In efforts to provide patients proper care and better health outcomes, patients must get to their appointments on time. As a company that aims to remove the barrier of transportation from healthcare, it is imperative that Roundtrip’s rideshares continue to be reliable and punctual. To ensure on-time rides, the main characteristics of late rides need to be identified and explained.
How to do this? Use multiple linear regression. To ensure a multiple linear regression best fits the relationship between ETA and the independent variables, independent variables with high correlation with one another were removed and residuals were verified as normally distributed. Additionally, the data showed linear relationships between ETA and the chosen independent variables. Next, multiple combinations of categorical and continuous independent variables were tested to ensure the highest possible adjusted R-squared.

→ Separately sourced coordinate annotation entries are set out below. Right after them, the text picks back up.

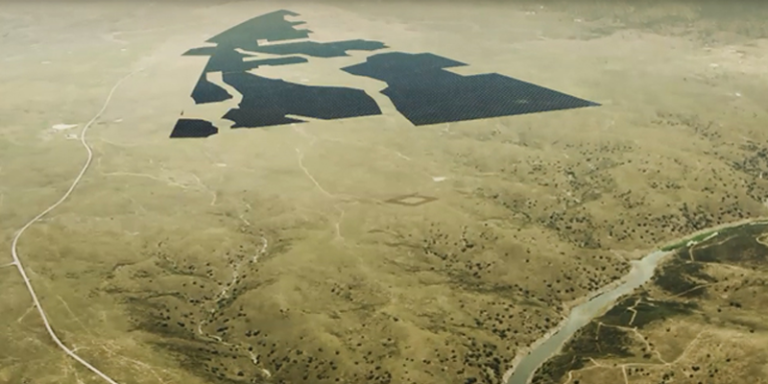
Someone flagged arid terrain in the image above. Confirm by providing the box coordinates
[533,224,768,384]
[0,2,768,384]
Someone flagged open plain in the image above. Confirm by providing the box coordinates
[0,2,768,384]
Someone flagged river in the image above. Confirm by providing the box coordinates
[507,251,673,384]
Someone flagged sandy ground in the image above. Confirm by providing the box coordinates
[0,2,768,383]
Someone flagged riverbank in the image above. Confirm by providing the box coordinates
[503,217,768,384]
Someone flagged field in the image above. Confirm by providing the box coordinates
[0,2,768,384]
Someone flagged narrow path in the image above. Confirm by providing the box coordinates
[11,69,142,384]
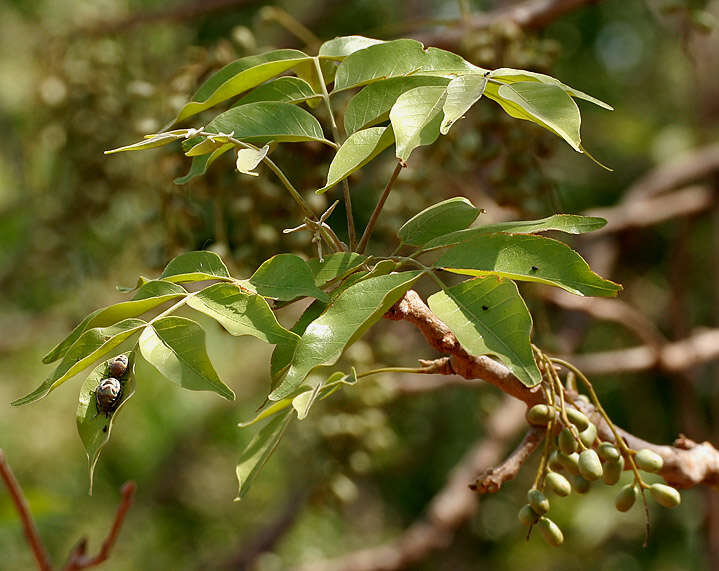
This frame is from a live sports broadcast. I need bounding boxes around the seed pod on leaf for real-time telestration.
[634,448,664,472]
[649,484,682,508]
[614,484,639,512]
[537,517,564,547]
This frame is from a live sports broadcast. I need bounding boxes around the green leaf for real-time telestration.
[173,50,310,123]
[489,67,614,111]
[139,316,235,400]
[75,351,136,495]
[317,127,394,194]
[187,283,299,345]
[247,254,329,301]
[427,276,542,387]
[334,39,485,92]
[485,81,582,153]
[319,36,383,60]
[424,214,607,248]
[439,73,487,135]
[42,280,187,363]
[160,250,230,282]
[307,252,367,287]
[11,319,147,406]
[235,410,292,502]
[389,86,447,162]
[232,76,321,107]
[397,196,479,246]
[269,271,421,400]
[435,232,622,297]
[344,75,449,133]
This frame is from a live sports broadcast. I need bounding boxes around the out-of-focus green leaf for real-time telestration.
[435,232,622,297]
[139,316,235,400]
[173,50,310,123]
[424,214,607,248]
[427,276,542,387]
[389,86,447,162]
[344,75,449,133]
[317,127,394,194]
[187,283,299,345]
[397,196,479,246]
[75,351,135,495]
[235,410,292,501]
[269,271,421,400]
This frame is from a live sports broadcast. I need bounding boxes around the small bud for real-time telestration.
[634,448,664,472]
[649,484,682,508]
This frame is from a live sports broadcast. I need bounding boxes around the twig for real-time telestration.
[0,450,52,571]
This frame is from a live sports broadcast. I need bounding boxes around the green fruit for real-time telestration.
[544,472,572,497]
[537,517,564,547]
[597,442,621,460]
[579,448,604,481]
[517,504,539,527]
[559,427,577,454]
[526,404,554,426]
[634,448,664,472]
[572,476,591,494]
[527,488,549,515]
[567,408,589,432]
[579,422,597,447]
[614,484,639,512]
[602,456,624,486]
[649,484,682,508]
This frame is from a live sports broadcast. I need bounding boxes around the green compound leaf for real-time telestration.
[427,276,542,387]
[344,75,449,133]
[424,214,607,248]
[11,319,147,406]
[389,86,447,162]
[269,271,421,400]
[435,232,622,297]
[160,250,230,282]
[139,316,235,400]
[75,351,136,495]
[42,280,187,363]
[173,50,311,123]
[187,283,299,345]
[317,127,394,194]
[397,196,479,246]
[235,410,292,502]
[247,254,329,301]
[439,73,487,135]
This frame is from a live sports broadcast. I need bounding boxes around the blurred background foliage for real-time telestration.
[0,0,719,571]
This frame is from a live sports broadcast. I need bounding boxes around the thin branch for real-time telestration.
[357,161,402,254]
[0,450,52,571]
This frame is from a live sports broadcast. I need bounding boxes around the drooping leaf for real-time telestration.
[424,214,607,248]
[427,276,542,387]
[75,351,135,495]
[139,316,235,400]
[307,252,367,287]
[160,250,230,282]
[42,280,187,363]
[439,73,487,135]
[389,86,447,162]
[397,196,479,246]
[317,126,394,194]
[485,81,582,153]
[435,232,622,297]
[12,319,147,406]
[269,271,421,400]
[173,50,310,123]
[235,410,292,502]
[247,254,329,301]
[187,283,299,345]
[344,75,449,134]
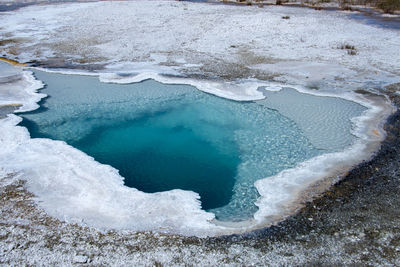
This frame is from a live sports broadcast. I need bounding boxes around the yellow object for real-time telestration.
[372,129,381,136]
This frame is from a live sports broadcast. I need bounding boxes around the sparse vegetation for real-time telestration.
[338,43,357,56]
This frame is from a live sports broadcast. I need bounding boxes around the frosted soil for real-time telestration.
[0,1,400,91]
[0,1,400,235]
[0,1,400,266]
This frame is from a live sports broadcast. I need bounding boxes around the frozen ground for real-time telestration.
[0,1,400,235]
[0,1,400,91]
[0,1,400,265]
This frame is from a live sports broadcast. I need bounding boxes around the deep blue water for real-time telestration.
[20,71,359,221]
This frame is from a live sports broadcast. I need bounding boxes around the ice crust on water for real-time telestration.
[0,60,392,236]
[0,1,400,91]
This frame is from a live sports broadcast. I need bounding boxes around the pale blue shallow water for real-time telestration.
[21,71,364,221]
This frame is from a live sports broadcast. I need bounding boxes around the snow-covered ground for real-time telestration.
[0,1,400,93]
[0,1,400,236]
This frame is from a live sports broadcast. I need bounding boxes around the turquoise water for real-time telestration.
[20,71,362,221]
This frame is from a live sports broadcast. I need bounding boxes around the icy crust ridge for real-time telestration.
[0,67,390,239]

Chart 1. Normal Distribution of Residuals for this model
The adjusted R-squared of the final ETA regression was .1899 meaning that 18.99% of the variation in ETA is explained by the model. This model included Geo Coordinate ID, Rideshare type, Weekday Name, and the quadratic functional form of Military Hour. Geo Coordinate ID ranges from 1-8 and shows the regional location of the ride. The quadratic form of Military hour was included to portray the hypothesized relationship of ETA that would be higher earlier in the morning and late at night, and lower during the middle of the day. Almost all the categorical and continuous independent variables were found to be statistically significant. (See below) The only variables that were not include Weekday Name S & T. Since the variable Weekday name classified all days by their first letter, Saturday/Sunday and Tuesday/Thursday were both lumped into one category. Because of this, the results were a bit skewed, and R was unable to differentiate the relationship between Saturday’s, Sunday’s, Tuesday’s, and Thursday’s individual effect on ETA.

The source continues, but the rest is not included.